Potrójne Dni Bytomia, budowa nowej muszli koncertowej i szereg innych inwestycji poczynionych przez miasto sprawia wrażenie, jakby jego kondycja finansowa była bardzo dobra. To niestety tylko mrzonka. Od początku roku miejskie władze główkują nad załataniem 30-milionowej dziury w budżecie. Wpierw rozważano sprzedaż Zakładu Budynków Miejskich, z czego się szybko wycofano, następnie próbowano wydzierżawić sieć wodociągową, co zatwierdziła Rada Miejska, ale ten pomysł też został zarzucony. W końcu prezydent zapowiedział, że ma inwestorów zainteresowanych kupnem kompleksu Elektrociepłowni Szombierki. Na tej transakcji Bytom miał zarobić 30 milionów złotych - tyle, ile brakuje w budżecie. Problemem jest fakt, iż zakład wciąż nie należy do miasta i nie wiadomo czy kiedykolwiek będzie, bo data podpisania umowy z Fortum (obecnym właścicielem) w tej sprawie jest co chwila przekładana.

W ostatnim czasie wyszło na jaw, że prezydent Damian Bartyla zadecydował o obniżeniu kapitału zakładowego Bytomskiego Przedsiębiorstwa Komunalnego o 28,7 mln zł. W związku z tym firma będzie musiała zwrócić te pieniądze miastu. Prezydent mógł podjąć taką decyzję, gdyż gmina jest jedynym udziałowcem spółki. Może to natomiast wpędzić firmę w kłopoty.

28,7 mln zł to ok. 30% rocznych obrotów BPK. Trzeba wiedzieć, że kapitał zakładowy nie stanowi wyłącznie gotówka, lecz również majątek rzeczowy. W związku z tym spółka będzie prawdopodobnie musiała zaciągnąć kredyt, aby wypłacić miastu należne środki. Zarząd BPK jeszcze w sierpniu informował władze miejskie, że obniżenie kapitału zakładowego może doprowadzić firmę do utraty płynności finansowej. Gdyby tak się stało, realizacja jej zadań stanęłaby pod znakiem zapytania, co z pewnością odbiłoby się na mieszkańcach. BPK jest bowiem jedynym dostawcą wody i odbiorcą ścieków w Bytomiu, utrzymuje wszystkie tutejsze oczyszczalnie oraz prowadzi wysypisko śmieci.

Już w pierwszym półroczu BPK wykazało stratę netto w wysokości 4 mln 856 tys. zł. Według przewidywań rok ma zostać zakończony stratą w wysokości 9,5 mln zł. Według zarządu firmy tak kiepskie wyniki są spowodowane utrzymywaniem cen wody i odbioru ścieków na niezmiennym poziomie od lat, przy jednoczesnym wzroście kosztów zakupu wody z Górnośląskiego Przedsiębiorstwa Wodociągowego i braku jakichkolwiek dochodów z utrzymywania kanalizacji deszczowej.
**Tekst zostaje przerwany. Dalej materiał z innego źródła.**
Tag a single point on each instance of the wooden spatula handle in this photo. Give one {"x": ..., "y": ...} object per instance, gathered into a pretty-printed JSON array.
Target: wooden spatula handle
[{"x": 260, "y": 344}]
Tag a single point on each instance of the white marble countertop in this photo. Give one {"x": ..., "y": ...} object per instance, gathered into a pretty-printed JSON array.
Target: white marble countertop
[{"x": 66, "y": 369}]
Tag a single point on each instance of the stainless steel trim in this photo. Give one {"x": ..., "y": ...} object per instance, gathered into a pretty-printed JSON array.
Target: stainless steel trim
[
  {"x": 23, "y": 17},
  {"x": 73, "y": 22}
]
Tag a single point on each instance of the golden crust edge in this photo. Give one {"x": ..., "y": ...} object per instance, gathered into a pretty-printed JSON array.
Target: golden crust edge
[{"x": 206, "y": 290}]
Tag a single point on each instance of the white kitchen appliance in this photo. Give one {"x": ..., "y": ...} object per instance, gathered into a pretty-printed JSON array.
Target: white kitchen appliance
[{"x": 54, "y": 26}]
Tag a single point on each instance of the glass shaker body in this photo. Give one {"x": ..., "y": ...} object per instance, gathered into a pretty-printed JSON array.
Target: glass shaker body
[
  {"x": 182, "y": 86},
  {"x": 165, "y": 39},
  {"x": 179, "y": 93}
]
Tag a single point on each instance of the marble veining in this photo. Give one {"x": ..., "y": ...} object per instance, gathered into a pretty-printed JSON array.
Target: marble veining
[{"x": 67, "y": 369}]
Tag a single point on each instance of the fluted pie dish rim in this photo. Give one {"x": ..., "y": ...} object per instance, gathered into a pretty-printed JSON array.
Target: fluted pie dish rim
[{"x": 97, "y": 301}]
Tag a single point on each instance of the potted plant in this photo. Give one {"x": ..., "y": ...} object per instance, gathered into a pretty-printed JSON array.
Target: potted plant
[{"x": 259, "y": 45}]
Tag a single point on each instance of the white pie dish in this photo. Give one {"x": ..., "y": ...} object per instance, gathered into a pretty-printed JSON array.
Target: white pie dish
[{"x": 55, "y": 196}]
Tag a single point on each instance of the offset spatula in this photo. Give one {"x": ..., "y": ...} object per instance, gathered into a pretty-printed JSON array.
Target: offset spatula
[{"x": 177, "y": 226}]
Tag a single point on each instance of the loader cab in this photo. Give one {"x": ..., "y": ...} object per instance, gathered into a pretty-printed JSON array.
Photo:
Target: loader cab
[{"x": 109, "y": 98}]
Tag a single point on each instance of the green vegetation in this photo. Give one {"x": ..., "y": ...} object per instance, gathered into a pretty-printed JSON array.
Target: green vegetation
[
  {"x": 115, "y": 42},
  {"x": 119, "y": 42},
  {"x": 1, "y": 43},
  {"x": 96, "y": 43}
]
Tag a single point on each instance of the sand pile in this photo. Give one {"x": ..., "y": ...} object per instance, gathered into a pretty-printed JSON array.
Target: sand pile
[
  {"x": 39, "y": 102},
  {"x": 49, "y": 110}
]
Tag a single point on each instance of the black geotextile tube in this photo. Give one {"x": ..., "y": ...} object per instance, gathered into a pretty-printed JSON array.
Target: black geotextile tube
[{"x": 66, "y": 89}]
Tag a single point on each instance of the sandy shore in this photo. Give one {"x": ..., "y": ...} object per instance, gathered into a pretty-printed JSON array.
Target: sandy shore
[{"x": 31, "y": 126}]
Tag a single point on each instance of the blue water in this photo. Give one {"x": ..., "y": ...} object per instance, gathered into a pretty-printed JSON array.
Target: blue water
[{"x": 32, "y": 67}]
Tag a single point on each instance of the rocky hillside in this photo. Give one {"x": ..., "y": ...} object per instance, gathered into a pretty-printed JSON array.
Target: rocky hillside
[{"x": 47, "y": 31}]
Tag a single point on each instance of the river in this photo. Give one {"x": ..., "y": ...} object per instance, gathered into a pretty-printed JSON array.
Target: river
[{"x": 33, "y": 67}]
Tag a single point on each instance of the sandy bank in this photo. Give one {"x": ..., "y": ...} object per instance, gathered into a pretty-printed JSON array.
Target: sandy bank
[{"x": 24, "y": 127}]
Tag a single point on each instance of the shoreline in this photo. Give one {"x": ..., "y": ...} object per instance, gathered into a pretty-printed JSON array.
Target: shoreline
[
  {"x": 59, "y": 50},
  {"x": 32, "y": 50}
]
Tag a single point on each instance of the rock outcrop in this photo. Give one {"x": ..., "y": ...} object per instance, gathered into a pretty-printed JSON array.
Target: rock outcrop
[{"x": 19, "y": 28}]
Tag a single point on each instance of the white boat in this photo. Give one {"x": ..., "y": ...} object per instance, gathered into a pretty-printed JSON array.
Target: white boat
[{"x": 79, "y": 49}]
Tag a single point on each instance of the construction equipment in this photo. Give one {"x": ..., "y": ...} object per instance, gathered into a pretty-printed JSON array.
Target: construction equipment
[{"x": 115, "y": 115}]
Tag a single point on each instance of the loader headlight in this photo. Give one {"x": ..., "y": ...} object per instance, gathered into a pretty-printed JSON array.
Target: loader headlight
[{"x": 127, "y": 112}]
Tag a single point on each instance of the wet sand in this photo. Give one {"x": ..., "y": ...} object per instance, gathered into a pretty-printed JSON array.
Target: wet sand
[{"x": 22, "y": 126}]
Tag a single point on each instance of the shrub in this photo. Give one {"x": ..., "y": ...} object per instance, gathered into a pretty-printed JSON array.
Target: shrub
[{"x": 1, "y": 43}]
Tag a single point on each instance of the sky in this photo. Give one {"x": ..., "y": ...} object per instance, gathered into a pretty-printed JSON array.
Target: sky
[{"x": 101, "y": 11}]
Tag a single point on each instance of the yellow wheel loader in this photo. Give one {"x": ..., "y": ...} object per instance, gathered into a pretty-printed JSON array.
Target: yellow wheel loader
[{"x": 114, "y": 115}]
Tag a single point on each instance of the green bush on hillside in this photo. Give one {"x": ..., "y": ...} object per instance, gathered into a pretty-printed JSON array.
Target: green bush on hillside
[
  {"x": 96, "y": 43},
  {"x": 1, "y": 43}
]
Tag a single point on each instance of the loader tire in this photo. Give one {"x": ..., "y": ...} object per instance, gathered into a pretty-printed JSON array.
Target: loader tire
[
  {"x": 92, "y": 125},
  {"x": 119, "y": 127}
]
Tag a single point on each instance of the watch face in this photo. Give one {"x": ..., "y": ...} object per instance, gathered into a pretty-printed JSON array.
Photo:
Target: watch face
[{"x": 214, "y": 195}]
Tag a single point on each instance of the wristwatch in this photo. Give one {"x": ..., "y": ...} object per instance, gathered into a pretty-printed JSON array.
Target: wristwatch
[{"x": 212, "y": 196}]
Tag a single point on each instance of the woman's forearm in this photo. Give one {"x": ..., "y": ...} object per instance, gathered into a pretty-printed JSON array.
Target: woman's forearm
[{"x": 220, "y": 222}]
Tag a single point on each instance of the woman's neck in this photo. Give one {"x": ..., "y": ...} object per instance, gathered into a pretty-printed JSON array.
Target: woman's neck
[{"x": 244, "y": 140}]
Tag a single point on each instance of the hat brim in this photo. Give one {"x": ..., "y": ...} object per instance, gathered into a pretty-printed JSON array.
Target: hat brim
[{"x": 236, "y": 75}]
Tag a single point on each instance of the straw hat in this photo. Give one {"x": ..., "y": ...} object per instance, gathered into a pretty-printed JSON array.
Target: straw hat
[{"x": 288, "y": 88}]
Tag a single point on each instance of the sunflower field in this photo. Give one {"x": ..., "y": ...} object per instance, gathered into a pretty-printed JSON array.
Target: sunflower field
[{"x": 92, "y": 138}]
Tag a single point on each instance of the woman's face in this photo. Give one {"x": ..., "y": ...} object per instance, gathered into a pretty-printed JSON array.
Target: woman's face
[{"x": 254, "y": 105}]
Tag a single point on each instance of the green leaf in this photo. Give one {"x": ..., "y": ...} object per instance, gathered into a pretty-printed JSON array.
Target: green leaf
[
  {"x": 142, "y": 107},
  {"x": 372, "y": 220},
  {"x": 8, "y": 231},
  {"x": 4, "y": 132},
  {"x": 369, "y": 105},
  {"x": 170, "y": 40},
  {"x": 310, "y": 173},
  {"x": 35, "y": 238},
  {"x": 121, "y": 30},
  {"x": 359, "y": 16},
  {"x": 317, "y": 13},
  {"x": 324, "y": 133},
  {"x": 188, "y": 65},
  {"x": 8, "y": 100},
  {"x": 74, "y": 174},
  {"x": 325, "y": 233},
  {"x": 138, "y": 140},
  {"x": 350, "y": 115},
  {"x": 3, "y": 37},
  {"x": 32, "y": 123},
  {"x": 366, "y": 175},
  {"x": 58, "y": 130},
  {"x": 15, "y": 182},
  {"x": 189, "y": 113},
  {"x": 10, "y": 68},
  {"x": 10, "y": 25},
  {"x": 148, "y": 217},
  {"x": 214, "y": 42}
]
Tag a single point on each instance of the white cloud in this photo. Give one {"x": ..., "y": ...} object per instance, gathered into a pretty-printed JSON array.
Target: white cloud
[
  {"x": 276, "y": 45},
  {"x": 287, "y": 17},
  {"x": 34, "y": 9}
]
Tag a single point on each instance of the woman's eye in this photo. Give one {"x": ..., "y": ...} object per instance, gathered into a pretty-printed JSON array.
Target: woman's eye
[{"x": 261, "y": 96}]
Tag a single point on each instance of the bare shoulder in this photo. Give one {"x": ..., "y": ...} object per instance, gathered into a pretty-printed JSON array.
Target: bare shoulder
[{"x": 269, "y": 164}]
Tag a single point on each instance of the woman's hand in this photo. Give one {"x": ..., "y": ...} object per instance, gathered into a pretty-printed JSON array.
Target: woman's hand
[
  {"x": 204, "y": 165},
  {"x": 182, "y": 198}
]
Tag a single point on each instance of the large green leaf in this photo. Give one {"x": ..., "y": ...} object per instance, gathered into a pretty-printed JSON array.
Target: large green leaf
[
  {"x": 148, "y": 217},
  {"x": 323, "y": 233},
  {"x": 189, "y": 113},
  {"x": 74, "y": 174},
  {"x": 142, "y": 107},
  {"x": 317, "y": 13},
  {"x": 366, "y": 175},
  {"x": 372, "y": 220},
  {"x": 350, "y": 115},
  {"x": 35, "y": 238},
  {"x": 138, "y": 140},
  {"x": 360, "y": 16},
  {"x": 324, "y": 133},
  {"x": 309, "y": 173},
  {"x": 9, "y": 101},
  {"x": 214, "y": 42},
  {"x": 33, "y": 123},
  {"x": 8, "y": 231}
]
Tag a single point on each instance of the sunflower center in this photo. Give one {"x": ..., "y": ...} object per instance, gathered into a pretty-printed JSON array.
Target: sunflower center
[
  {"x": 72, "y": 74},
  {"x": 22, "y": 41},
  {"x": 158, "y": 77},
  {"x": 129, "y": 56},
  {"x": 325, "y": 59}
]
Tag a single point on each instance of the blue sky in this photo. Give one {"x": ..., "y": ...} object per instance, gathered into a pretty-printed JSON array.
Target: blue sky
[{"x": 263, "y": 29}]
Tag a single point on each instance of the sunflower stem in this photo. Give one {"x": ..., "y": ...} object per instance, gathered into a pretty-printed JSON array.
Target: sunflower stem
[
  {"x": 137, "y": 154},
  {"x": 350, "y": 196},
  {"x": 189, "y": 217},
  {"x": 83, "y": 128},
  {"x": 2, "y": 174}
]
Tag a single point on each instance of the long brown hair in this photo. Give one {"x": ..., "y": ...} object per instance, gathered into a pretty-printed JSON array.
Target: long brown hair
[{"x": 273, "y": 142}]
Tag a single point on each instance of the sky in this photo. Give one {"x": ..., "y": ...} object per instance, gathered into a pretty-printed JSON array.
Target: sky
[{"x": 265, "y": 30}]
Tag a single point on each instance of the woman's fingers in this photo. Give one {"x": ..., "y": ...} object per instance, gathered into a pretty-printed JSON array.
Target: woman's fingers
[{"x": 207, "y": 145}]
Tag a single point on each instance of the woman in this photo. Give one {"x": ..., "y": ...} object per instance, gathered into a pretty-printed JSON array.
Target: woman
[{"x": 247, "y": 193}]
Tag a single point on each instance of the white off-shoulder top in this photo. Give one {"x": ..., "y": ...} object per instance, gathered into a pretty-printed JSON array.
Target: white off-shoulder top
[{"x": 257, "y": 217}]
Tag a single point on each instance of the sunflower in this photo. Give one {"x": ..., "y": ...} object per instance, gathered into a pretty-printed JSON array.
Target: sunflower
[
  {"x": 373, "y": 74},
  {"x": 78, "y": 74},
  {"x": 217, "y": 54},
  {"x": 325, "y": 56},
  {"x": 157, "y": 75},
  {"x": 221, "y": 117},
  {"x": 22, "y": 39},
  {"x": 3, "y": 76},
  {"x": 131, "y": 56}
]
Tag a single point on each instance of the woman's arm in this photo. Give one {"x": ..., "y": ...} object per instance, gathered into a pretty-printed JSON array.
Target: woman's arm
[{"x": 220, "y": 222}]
Zarząd BPK ocenia, że w wyniku zwrotu kapitału zakładowego i strat z prowadzonej działalności gospodarczej na koniec roku w kasie spółki może zabraknąć aż 20 mln zł. Co więcej, firma pod koniec zeszłego roku zaciągnęła 20 milionów złotych kredytu na zakup działek inwestycyjnych, została zaangażowana przez władze miejskie do budowy nowego stadionu piłkarskiego i lodowiska dla Polonii Bytom, na co przeznaczyła już 340 tys. zł oraz zdecydowała się na zakup ujęcia wody w Tarnowskich Górach co ma kosztować koleje 18 mln zł - szerzej o tym zakupie będziemy informować w kolejnym materiale.

Sytuacja najważniejszego miejskiego przedsiębiorstwa martwi rajców. Na dwóch ostatnich sesjach dopytywali o szczegóły, lecz temat szybko ucinano, tłumacząc się brakiem obecności prezydenta Damiana Bartyli i skarbnika Mariusza Konopki. Pod naciskiem Michała Biedy, Mariusza Wołosza i Mariusza Janasa, wypowiedział się wiceprezydent Andrzej Panek, który przyznał, że w prowadzonej korespondencji z BPK rzeczywiście była mowa o prawdopodobieństwu utraty płynności finansowej, lecz z późniejszych pism wynika, że taki problem nie powinien wystąpić.

Prezes BPK, Dawid Zięba w wypowiedzi dla Dziennika Zachodniego podkreślił, że od 2012 roku kapitał zakładowy został zwiększony o 37,6 mln zł - Jego obniżenie wprawdzie ma wpływ na sytuację spółki, ale nie stanowi to problemu, z którym przedsiębiorstwo miałoby sobie nie poradzić. Kapitał zakładowy to nie jedyny czynnik wpływający na ocenę sytuacji firmy. Zapewniamy też, że zarząd BPK dokłada wszelkich starań, aby nie dopuścić do utraty płynności finansowej spółki - wyjaśnił. Zięba zaznaczył także, że straty nie przełożą się na wysokość cen wody i odprowadzania ścieków. O jej pokryciu ma zadecydować zgromadzenie wspólników - czyli prezydent miasta - po zakończeniu roku obrotowego.